Identified by Asahara in 1997, endothelial progenitor cells (EPCs) are defined as circulating CD34+ cells that differentiate ex vivo into endothelial cells and incorporate into sites of active angiogenesis [1]. To date, great progress has been made in understanding the significance of EPCs for vascular regenerative medicine, such as neovascularization [2], vascular homeostasis and repair [3], and therapy of various vascular diseases [4,5].

However, EPC beneficial properties after transplantation or mobilization of EPCs are significantly limited due to insufficient cell number, low survival rate after transplantation and impaired function of EPCs in the patients with cardiovascular risk factors and cardiovascular diseases [6] and our group obtained similar results [7]. Furthermore, mounting evidence reveals that EPCs also participate in endothelial cell regeneration and neovascularization in an indirect way – EPCs secrete a variety of growth factors and cytokines and thus improve proliferation and migration of pre-existing endothelial cells to enhance reendothelialization and angiogenesis [8,9]. In a recent study, exosomes from human EPCs, a component of paracrine secretion, have independent angiogenic activity both in vitro and in vivo[10]. In addition, the paracrine function of EPCs provides other benefits, such as improvements of vasodilatation [11], myocardial remodeling [12] and wound healing [13]. The therapeutic capacity of EPC-conditioned medium (EPC-CM) is in general comparable to EPC transplantation, while the number of cells necessary to generate an equivalent therapeutic dose is much lower than the quantity of cells employed for EPC transplantation [14]. Therefore, the paracrine function of EPCs may hold promise in their further application in clinical therapy.

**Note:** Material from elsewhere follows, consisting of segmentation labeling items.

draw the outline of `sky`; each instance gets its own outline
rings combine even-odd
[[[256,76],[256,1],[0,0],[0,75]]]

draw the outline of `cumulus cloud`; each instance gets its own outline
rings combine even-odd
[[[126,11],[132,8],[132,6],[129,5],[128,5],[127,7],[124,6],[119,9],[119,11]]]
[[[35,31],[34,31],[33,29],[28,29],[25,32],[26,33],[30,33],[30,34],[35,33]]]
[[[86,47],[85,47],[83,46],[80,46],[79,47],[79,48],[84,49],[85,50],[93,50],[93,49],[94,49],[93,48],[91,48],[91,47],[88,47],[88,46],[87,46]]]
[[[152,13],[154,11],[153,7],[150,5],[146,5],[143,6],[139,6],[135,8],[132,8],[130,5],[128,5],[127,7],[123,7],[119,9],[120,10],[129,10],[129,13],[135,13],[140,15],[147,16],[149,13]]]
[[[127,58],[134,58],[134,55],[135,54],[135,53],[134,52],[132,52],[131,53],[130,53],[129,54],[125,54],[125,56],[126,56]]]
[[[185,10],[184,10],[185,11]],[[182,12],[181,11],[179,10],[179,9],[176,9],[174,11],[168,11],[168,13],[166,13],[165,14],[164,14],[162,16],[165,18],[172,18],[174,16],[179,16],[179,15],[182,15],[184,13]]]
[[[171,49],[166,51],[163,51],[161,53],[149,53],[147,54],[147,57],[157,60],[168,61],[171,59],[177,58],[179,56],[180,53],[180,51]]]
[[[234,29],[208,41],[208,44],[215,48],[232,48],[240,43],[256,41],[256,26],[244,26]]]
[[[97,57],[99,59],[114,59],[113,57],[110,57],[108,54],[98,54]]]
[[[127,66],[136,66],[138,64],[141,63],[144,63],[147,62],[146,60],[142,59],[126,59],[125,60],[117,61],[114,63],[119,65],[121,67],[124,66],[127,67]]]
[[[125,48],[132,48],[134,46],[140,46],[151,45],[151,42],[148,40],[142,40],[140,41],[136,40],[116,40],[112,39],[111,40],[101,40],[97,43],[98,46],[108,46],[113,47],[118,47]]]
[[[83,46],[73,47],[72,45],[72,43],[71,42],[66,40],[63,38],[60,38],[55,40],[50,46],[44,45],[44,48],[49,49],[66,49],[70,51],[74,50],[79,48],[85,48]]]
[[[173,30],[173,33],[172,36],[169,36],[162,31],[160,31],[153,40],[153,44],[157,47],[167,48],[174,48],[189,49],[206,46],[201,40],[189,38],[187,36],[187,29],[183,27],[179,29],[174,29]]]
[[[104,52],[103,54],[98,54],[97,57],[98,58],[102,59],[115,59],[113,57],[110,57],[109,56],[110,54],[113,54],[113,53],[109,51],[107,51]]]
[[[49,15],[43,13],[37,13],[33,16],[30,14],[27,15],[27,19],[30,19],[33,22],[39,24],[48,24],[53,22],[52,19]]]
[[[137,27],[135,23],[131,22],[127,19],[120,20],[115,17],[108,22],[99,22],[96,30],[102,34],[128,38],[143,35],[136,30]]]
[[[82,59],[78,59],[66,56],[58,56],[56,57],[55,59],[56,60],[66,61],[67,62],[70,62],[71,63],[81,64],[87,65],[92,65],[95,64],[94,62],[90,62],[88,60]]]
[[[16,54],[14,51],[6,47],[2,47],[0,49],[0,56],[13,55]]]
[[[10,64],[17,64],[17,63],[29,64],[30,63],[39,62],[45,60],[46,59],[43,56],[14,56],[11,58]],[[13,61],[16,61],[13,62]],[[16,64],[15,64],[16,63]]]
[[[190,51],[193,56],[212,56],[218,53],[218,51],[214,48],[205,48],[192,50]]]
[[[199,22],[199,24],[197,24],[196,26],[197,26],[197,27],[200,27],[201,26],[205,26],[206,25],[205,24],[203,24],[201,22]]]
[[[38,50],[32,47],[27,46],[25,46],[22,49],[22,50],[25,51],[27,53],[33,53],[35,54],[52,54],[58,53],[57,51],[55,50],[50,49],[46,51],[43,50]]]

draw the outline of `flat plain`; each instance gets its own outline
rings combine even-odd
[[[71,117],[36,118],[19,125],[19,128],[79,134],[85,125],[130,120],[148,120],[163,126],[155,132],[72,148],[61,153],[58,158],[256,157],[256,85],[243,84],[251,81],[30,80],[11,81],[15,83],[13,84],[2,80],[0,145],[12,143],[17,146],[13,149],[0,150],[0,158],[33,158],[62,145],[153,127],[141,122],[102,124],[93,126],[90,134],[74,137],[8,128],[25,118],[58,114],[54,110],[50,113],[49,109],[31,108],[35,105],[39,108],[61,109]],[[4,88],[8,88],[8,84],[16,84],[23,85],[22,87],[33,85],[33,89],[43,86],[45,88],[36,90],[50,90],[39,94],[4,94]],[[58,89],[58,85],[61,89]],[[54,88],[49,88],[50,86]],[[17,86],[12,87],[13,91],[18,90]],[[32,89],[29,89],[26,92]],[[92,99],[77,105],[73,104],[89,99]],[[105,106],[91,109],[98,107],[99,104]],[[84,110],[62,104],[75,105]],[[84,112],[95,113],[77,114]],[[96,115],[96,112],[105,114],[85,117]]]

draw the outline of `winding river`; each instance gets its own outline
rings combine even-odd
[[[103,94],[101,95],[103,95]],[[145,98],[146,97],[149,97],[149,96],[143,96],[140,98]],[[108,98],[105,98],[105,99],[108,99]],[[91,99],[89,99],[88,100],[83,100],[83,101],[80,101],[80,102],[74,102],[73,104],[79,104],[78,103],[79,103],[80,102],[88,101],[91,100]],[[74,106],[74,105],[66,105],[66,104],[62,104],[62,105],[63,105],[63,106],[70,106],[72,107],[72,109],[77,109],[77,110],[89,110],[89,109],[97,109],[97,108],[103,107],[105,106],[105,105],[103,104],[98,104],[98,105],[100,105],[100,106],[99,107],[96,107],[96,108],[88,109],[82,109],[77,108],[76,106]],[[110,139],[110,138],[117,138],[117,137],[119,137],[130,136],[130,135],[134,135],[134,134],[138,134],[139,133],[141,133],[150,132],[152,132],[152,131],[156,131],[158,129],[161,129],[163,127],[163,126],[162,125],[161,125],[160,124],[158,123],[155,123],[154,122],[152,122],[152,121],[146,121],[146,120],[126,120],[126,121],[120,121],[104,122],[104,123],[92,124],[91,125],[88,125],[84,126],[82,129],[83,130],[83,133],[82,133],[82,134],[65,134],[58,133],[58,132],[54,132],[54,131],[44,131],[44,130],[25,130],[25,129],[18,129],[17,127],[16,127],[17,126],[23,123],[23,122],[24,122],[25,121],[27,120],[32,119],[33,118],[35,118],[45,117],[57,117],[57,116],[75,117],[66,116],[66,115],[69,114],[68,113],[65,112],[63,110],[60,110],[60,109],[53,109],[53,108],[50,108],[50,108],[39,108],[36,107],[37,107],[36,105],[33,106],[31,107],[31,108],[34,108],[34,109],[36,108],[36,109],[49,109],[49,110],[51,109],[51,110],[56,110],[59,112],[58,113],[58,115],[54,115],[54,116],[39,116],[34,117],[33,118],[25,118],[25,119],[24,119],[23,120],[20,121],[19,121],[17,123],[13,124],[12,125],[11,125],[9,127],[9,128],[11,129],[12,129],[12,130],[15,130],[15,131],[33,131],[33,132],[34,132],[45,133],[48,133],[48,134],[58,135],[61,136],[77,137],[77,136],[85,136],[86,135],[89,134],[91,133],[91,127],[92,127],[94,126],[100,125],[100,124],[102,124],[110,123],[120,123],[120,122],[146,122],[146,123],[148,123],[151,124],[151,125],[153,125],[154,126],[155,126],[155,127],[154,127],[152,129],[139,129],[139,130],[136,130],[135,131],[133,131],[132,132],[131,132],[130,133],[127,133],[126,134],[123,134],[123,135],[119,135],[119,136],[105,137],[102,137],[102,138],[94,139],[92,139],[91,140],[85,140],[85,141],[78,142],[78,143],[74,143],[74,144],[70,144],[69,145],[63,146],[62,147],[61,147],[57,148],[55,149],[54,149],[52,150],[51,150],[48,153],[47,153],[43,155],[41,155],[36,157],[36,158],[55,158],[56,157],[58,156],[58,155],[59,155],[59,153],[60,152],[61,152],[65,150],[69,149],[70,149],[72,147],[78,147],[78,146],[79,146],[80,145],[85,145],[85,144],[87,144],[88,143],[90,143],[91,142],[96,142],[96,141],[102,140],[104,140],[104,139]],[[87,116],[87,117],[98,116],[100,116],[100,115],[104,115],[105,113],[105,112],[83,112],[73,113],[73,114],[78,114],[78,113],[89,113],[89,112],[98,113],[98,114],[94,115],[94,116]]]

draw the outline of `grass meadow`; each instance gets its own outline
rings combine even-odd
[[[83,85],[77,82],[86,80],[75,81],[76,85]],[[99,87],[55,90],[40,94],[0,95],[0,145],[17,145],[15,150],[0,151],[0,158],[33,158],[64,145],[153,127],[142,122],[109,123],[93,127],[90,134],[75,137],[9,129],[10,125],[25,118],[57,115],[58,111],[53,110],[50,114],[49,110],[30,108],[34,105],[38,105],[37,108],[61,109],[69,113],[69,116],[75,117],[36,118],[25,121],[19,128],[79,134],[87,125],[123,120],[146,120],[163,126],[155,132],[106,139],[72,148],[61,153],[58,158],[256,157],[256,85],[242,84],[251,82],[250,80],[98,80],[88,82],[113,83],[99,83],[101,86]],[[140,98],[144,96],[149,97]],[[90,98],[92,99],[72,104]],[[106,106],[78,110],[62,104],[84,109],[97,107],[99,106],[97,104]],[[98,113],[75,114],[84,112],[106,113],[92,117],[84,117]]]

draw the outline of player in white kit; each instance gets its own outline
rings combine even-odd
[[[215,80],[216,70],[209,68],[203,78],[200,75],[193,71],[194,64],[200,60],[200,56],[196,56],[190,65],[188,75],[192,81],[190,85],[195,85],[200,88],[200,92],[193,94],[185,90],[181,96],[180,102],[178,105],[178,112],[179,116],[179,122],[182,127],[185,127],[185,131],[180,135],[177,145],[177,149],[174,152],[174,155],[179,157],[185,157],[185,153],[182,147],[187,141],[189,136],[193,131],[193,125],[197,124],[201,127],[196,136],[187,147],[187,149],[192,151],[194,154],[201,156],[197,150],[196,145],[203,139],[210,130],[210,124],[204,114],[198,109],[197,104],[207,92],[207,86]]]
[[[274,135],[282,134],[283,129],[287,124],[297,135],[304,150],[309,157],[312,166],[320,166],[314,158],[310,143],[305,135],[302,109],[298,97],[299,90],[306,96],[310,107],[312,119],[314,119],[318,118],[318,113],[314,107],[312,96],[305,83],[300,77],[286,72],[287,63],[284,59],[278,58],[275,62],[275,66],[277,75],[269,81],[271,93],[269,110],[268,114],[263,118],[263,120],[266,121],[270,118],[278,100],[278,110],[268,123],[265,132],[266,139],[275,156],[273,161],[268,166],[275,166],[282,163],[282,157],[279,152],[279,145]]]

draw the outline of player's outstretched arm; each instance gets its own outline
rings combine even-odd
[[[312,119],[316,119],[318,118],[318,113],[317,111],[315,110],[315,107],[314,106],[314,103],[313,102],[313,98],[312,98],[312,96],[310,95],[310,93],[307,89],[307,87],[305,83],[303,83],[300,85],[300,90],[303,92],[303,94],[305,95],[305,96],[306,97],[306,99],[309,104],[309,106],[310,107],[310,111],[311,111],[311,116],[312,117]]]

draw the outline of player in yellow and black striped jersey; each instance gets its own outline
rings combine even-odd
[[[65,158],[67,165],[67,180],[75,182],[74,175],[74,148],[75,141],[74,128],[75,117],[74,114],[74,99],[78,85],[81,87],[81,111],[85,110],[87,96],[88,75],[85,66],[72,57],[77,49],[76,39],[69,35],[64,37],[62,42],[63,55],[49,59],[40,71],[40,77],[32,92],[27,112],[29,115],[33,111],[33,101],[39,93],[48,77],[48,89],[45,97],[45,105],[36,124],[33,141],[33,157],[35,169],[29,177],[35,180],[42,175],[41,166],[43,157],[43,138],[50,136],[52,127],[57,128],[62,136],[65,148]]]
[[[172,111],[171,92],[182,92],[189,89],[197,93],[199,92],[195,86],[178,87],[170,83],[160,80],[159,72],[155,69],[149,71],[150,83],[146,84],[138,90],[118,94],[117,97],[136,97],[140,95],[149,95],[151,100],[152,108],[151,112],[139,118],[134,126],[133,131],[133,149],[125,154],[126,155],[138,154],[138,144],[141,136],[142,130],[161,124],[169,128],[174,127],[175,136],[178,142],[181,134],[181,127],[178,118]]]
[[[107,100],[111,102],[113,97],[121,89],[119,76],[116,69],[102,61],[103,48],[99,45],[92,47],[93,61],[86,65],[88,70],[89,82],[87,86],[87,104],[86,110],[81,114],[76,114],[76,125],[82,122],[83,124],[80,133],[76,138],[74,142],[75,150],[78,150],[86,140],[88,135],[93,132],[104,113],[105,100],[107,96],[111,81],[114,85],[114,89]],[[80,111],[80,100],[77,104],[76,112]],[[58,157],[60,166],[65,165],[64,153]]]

However, therapeutic utilization of EPC secretome has been partially limited by questions regarding mechanisms that are still unclear, since multitudinous cytokines secreted by EPCs probably work synergistically on vascular cells. There are as many as 174 cytokines detected in EPC-CM using a large-scale cytokine array [15]. Multiple studies have suggested that main growth factors and cytokines contributing to the EPC-mediated paracrine protection include vascular endothelial growth factor (VEGF), interleukin-8 (IL-8), platelet-derived growth factor (PDGF), thymosin beta 4 (Tβ4), transforming growth factorβ1 (TGFβ1), hepatocyte growth factor (HGF), and insulin-like growth factor (IGF) [8]. Despite being needed in desired collateral growth and vascular regeneration, many of the factors secreted by EPCs, especially IL-1, IL-6 and MCP-1, are also involved in the growth of atherosclerotic plaque or other pathological changes. Thus the regulation of EPC-secreted cytokines remains a great challenge for researchers and few studies have been carried out to investigate how EPCs regulate their secretome and mediate favorable paracrine effects [16]. Consequently, a reasonable strategy for manipulating the paracrine pattern of EPCs seems to be essential to meet the challenges of this complicated but promising field.

MicroRNAs (miRNAs) are small noncoding single-strand RNAs, on average only 22 nucleotides long. miRNAs are initially transcribed as primary transcripts (precursor pri-miRNAs) from the introns of protein-coding genes or the exons of non-coding genes by the RNA polymerase II or RNA polymerase III [17]. These are processed into shorter precursor transcripts in the nucleus by a complex comprised of the RNase III enzyme Drosha, and a protein called Pasha in Drosophila or DGCR8 in mammals. The precursor transcripts are further processed by the cytoplasmic RNase III endonuclease Dicer complex. The functional miRNA strand dissociates from its complementary nonfunctional strand and locates within the RNA-induced-silencing-complex (RISC) and other RNA binding proteins such as Argonaute [17]. To induce the process of translational repression, the mature miRNAs are guided by the specific miRNA-RISC complex to the 3 prime untranslated regions (3′UTR) of protein-coding target mRNA sequences. The complementary degree between the target mRNA 3′UTR and the miRNA seed region (its nucleotides 2–7) at the 5′ end of miRNAs determines the mechanism of miRNA-mediated respective degradation or translational inhibition of the target protein-coding mRNA [18]. If the miRNAs match their targets perfectly, they induce direct cleavage and degradation of their target mRNAs. However, the complementarities between miRNAs and their targets are always imperfect, and miRNAs repress their targets mainly through translational repression or/and mRNA decay [19].

Therefore, microRNAs play a powerful gene regulatory role at the posttranscriptional level by negative regulation (transcript degradation and sequestering, translational suppression) and possible positive regulation (transcriptional and translational activation).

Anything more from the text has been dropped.